Since I seem to be having a tad of a catch-up today, I thought I’d share some interesting bits I’d noticed from the old maps I shared with readers last week. In idle moments I’ve been perusing them quite closely, and I’ve noticed some intriguing things.
Here, at what is now Castlefort, on the Walsall Wood – Aldridge border, the ancient hill fort looks far more intact than today. What interests me in particular are the two areas designated ‘Castle Gate’ (where Holly Lane joins Castlehill Road) and ‘Woodcote’. Reader [Howmuch] remembers reading that the lane here was once a tollway or gated road. Wasn’t one of the late 80’s housing developments here initially called Castle Gate, or am I imagining things? Notice also that in the North East of the map, the edge of the name ‘Upper Stonnall’ is partially visible. When marketing the new houses I mentioned, the marketeers, to much local derision, claimed their development to be in ‘Upper Stonnall’, a term that had fallen out of use years previously.
The road system has changed hugely around the Roman settlement at Wall, or Letocetum, to give the hamlet it’s older name. The old A5 Watling Street, prior to the dual carriageway upgrade and realignment, was the road that came through Wall village itself past the Trooper pub. If you scan to the very western edge of 1948 sheet SK00, following the path of the old A5, note that the map records ‘Roman Coins Found’ which I’ve never seen on a map before. If you’re interested, that’s the field on the corner of Ashcroft Lane crossroads, bound by the village and the new A5.

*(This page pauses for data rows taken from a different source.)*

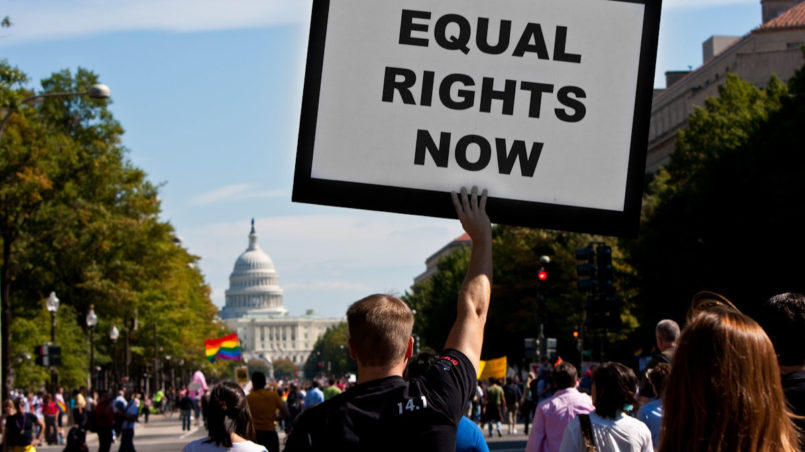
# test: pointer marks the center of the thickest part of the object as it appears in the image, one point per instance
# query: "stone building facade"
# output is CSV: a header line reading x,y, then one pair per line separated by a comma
x,y
772,48
254,309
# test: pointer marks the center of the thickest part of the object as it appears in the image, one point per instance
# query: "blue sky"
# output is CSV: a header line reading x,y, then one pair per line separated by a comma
x,y
209,93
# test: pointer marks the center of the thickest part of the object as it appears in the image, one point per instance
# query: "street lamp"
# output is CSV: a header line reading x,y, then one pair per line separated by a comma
x,y
114,334
92,320
52,306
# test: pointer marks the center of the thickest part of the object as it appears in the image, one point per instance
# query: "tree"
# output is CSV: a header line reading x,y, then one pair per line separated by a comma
x,y
725,214
513,310
330,355
77,218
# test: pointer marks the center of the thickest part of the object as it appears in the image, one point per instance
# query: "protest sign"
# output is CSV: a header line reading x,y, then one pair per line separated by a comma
x,y
545,103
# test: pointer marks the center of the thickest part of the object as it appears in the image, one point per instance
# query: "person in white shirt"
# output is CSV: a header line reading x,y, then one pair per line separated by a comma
x,y
609,429
229,423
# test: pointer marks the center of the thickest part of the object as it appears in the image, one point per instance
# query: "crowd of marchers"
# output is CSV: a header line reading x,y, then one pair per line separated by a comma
x,y
723,382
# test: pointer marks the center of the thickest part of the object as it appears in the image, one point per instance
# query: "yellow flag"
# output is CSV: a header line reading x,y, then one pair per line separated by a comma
x,y
494,368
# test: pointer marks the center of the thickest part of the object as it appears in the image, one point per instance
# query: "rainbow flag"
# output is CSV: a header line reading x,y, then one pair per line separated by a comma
x,y
227,347
558,361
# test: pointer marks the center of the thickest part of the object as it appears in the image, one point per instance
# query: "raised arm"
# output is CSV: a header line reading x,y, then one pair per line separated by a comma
x,y
467,333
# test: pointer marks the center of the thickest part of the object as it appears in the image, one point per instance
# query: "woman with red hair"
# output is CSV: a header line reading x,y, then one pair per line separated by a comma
x,y
724,391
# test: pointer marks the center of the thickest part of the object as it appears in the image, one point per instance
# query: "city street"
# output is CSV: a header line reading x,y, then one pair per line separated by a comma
x,y
164,434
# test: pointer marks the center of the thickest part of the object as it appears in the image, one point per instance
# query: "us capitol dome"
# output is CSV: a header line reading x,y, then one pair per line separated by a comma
x,y
253,285
254,310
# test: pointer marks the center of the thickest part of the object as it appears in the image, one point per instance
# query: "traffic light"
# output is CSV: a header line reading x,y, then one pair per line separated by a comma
x,y
586,271
605,271
48,355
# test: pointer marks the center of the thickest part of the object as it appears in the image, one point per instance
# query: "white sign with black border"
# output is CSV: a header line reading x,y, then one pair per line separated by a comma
x,y
545,103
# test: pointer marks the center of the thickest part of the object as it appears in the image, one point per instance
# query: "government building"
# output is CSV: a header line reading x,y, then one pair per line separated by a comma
x,y
774,47
254,310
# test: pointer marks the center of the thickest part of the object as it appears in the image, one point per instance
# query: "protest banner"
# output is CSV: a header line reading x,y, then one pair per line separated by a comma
x,y
545,103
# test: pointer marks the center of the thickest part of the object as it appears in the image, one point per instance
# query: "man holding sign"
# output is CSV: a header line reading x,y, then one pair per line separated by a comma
x,y
385,412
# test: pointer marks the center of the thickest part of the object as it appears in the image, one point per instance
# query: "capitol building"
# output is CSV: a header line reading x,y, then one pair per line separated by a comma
x,y
254,310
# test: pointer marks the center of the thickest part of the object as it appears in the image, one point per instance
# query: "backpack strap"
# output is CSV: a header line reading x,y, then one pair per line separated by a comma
x,y
587,432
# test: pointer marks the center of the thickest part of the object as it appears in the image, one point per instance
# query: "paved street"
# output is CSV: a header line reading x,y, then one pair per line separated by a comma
x,y
164,434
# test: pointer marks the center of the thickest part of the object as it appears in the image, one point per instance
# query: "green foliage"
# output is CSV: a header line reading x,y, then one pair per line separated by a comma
x,y
82,221
726,212
332,351
513,310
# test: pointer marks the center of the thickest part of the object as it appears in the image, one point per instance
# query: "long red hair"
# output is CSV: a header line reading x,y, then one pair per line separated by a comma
x,y
724,392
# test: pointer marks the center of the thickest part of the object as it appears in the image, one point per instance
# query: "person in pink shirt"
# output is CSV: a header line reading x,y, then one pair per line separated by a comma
x,y
552,415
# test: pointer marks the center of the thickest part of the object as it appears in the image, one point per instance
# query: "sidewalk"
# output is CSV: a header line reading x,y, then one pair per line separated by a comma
x,y
160,433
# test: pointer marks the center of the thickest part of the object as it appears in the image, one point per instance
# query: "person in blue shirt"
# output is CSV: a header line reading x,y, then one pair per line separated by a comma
x,y
314,396
651,413
470,437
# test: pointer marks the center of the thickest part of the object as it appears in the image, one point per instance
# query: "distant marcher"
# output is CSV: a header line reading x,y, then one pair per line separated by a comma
x,y
19,432
609,428
50,412
295,402
104,421
529,401
724,391
314,395
263,405
666,334
76,440
651,413
62,404
553,414
229,423
512,394
186,410
80,407
783,318
494,406
158,399
119,404
330,389
545,387
197,388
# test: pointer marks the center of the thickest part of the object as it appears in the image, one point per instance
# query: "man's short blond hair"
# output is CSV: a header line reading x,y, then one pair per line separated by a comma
x,y
379,329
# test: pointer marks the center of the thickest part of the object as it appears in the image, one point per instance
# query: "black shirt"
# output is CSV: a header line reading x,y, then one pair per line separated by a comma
x,y
390,414
794,389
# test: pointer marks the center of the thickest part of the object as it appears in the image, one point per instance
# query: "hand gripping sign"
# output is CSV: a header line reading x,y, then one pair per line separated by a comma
x,y
545,103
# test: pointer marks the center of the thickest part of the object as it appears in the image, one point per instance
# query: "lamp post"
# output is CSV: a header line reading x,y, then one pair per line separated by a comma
x,y
114,334
52,306
92,320
97,91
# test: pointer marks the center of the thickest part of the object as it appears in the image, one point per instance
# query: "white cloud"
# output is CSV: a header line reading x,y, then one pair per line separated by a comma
x,y
325,286
56,19
669,4
326,261
236,192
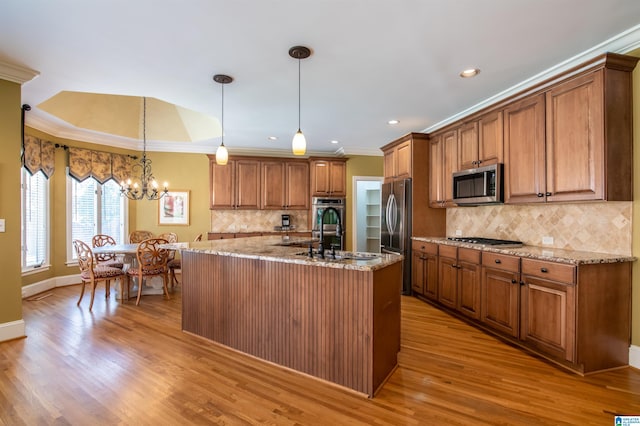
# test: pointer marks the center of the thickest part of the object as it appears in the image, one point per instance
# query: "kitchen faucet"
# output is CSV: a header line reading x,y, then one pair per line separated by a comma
x,y
338,229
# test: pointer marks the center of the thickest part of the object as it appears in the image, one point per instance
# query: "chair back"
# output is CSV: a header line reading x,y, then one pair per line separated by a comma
x,y
101,240
152,260
138,236
85,256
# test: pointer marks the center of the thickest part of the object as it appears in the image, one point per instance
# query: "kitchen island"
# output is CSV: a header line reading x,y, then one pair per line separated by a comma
x,y
334,319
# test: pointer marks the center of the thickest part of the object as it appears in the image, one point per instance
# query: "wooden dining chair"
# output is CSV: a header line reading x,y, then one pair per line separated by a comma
x,y
91,272
151,262
137,236
106,259
177,264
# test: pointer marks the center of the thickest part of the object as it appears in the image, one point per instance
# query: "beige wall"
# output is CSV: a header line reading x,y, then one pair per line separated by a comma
x,y
10,293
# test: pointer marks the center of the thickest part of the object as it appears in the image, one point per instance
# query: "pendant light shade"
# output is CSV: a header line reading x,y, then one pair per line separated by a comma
x,y
222,155
299,143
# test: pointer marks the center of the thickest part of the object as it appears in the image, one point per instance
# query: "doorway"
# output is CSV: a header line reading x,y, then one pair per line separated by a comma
x,y
366,214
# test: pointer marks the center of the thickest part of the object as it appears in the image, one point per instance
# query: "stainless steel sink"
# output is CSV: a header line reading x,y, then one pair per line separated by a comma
x,y
341,255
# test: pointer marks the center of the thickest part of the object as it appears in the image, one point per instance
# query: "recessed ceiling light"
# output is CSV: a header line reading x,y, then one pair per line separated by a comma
x,y
471,72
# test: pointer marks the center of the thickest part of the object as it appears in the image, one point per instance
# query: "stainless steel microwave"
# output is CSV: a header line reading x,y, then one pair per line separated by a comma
x,y
482,185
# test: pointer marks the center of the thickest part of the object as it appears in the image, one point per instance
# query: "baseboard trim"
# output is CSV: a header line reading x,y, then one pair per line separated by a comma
x,y
48,284
12,330
634,356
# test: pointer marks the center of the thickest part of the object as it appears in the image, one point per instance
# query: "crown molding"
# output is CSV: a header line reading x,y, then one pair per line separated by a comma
x,y
16,73
624,42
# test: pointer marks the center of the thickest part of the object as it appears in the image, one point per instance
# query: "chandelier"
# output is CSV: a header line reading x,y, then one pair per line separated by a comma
x,y
146,186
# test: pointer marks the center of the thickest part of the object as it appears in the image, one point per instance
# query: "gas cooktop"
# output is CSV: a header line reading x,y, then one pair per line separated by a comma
x,y
481,241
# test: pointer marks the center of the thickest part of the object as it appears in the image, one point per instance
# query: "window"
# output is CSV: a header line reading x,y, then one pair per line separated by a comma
x,y
35,220
94,209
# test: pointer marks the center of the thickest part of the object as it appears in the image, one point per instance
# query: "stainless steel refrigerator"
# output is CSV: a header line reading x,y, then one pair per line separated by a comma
x,y
396,225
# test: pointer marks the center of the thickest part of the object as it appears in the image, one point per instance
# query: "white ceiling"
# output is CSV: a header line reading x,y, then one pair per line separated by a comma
x,y
372,61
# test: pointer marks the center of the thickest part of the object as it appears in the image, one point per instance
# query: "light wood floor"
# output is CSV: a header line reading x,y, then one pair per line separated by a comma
x,y
124,364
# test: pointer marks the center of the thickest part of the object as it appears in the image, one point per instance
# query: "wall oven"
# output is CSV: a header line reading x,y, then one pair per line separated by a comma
x,y
482,185
331,218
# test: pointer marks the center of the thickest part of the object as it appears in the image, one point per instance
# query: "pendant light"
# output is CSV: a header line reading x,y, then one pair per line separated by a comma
x,y
145,186
222,155
299,143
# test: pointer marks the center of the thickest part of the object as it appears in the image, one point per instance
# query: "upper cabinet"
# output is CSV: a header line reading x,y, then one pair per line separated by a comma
x,y
397,161
285,185
235,185
572,141
328,177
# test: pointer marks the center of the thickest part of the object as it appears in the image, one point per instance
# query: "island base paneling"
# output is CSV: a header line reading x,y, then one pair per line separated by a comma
x,y
340,325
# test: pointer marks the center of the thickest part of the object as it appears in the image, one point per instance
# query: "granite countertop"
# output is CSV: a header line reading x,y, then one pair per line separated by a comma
x,y
572,257
287,250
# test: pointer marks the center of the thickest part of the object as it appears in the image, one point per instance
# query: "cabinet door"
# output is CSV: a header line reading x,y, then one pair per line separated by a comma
x,y
469,289
490,139
247,184
450,156
222,185
273,185
431,277
320,178
575,139
418,269
524,145
337,178
548,317
297,186
447,282
500,307
436,178
468,145
403,160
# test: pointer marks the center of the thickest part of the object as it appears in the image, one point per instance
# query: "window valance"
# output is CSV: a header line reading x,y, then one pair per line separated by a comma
x,y
100,165
38,155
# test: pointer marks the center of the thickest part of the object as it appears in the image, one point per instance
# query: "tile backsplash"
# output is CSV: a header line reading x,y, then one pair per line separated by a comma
x,y
256,220
603,227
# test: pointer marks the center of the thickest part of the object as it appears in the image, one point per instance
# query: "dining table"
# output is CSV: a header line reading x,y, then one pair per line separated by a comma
x,y
151,285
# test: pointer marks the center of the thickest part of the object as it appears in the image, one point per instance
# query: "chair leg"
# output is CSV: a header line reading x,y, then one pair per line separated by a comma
x,y
81,294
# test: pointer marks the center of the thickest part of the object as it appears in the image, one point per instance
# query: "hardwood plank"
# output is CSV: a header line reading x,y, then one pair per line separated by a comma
x,y
134,365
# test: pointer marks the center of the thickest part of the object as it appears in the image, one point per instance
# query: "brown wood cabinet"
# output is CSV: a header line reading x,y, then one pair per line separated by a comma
x,y
416,146
285,185
571,140
235,185
425,269
328,177
444,161
459,279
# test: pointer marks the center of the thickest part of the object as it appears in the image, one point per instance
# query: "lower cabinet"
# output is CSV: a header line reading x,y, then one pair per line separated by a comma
x,y
459,279
575,315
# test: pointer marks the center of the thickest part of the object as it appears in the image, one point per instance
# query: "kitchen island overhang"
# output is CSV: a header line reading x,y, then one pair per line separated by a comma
x,y
335,320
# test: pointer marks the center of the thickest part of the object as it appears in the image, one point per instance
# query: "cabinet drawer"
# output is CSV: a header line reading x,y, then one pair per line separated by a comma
x,y
549,270
448,251
429,248
502,262
469,255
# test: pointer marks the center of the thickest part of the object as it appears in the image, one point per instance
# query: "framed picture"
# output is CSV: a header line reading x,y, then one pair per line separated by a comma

Here, at Anglesey Bridge (sometimes now apparently incorrectly called ‘Middleton Bridge’ – advice welcomed, please) there was an old quarry just over the Lichfield Road. This later became Sandfields caravan park, whose former origins can be observed by the hollow it sits in when viewed from the canal. On the southern side of the road, where Grasmere Garden Centre stands today, a short tramway existed to carry sand and spoil to the basin at the former canal junction, presumably for barge loading. It’s shown on both 1948 and 1951 maps, and I’d be interested if anyone remembers it existing, and if so, what powered it? It’s recorded also on 1902 maps of the area, but due to the curious way these maps were assembled it’s perfectly possible that it had long since gone by the time they were published.
If you spot anything of interest, please share it here. Cheers.